L'indice Ftse Mib della Borsa di Milano ai primi di giugno ha già annullato all'incirca la metà dei ribassi accumulati tra il 20 febbraio e il 18 marzo, quando è stato toccato il minimo dell'anno. E anche a Francoforte, Londra e Parigi il virus e i suoi effetti sull'economia sembrano ormai un ricordo lontano. Il listino tedesco, in particolare, ha guadagnato quasi il 40 per cento in poco più di due mesi. Difficile negare, però, che con un Pil che riprenderà a crescere, nella migliore delle ipotesi, nell'ultimo trimestre dell'anno e l'incombente minaccia di un'ipotetica seconda ondata dell'epidemia, nei prossimi mesi le Borse restano più che mai esposte a turbolenze di ogni tipo. Al momento, comunque, sui mercati prevale di gran lunga l'ottimismo.
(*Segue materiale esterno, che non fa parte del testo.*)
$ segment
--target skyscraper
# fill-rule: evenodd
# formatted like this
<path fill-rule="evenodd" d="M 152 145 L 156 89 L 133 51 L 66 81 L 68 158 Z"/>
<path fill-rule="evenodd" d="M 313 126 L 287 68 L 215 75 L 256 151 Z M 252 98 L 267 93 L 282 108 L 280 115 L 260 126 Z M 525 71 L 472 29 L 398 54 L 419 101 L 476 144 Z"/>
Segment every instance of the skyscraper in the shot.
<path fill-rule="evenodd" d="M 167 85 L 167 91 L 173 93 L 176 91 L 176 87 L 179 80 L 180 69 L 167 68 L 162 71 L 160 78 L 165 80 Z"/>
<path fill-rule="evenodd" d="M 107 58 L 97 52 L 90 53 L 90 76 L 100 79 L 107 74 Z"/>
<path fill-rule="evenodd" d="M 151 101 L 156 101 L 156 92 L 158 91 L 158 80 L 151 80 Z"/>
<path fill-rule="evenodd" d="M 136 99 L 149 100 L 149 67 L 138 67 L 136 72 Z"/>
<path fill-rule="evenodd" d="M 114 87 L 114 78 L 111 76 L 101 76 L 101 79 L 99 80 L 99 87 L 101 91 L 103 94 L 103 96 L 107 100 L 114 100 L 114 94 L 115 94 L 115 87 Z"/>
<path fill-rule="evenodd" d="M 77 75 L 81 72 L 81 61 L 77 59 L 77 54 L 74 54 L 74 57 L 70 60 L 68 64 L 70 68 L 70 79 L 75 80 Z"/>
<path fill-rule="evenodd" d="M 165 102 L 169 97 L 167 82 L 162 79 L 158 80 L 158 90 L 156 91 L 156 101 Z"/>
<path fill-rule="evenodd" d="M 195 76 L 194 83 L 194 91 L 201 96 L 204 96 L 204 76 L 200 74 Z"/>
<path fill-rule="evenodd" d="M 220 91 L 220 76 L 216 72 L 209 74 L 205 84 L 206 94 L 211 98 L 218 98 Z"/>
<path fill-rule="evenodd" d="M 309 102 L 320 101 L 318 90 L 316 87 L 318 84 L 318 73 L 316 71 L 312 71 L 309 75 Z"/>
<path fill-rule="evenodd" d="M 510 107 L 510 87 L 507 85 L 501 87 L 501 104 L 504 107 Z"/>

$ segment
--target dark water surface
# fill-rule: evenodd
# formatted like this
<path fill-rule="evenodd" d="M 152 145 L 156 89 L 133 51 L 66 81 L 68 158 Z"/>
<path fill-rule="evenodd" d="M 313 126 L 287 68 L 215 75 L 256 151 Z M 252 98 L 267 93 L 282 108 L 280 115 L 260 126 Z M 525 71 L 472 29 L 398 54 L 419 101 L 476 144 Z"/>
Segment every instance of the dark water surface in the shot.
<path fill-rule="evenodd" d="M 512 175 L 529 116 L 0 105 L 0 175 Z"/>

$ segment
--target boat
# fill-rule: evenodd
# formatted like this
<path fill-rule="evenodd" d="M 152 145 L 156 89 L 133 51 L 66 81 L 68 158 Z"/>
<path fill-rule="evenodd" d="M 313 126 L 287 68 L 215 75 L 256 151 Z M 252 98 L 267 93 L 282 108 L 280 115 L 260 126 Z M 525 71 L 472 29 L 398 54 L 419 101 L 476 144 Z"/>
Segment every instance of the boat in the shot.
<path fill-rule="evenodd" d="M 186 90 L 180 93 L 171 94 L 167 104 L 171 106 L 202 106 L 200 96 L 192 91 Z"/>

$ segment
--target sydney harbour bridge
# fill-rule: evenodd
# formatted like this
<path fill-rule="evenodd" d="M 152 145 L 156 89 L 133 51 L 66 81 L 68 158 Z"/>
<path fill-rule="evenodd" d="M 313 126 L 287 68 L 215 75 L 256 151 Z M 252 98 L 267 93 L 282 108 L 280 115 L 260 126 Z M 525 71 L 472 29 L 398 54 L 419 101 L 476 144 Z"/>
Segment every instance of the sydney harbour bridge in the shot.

«Gli investitori scommettono adesso sulla ripresa di domani», spiega il banchiere Alessandro Foti, amministratore delegato di Fineco. «In Borsa, questa è la regola», aggiunge. Insomma, quello di queste settimane sarebbe un rialzo sulla fiducia, alimentato da una massa enorme di liquidità fornita a tassi irrisori dalle banche centrali. Aumentano i prezzi delle azioni, ma non solo. Nelle scorse settimane sono andate a ruba anche le obbligazioni. E così, proprio nella fase di massima incertezza per le prospettive dell'economia, grandi aziende come Eni e la Essilor-Luxottica di Leonardo Del Vecchio, sono riuscite a piazzare con grande facilità i loro bond. Il gruppo di Del Vecchio ha raccolto 3 miliardi, ma le richieste superavano gli 11 miliardi. Per i titoli della multinazionale petrolifera la domanda ha superato di oltre quattro volte l'offerta, pari a 2 miliardi. Sono i mercati al tempo del Covid, dove la speculazione vince sulla paura del futuro. Fino al prossimo ribaltone.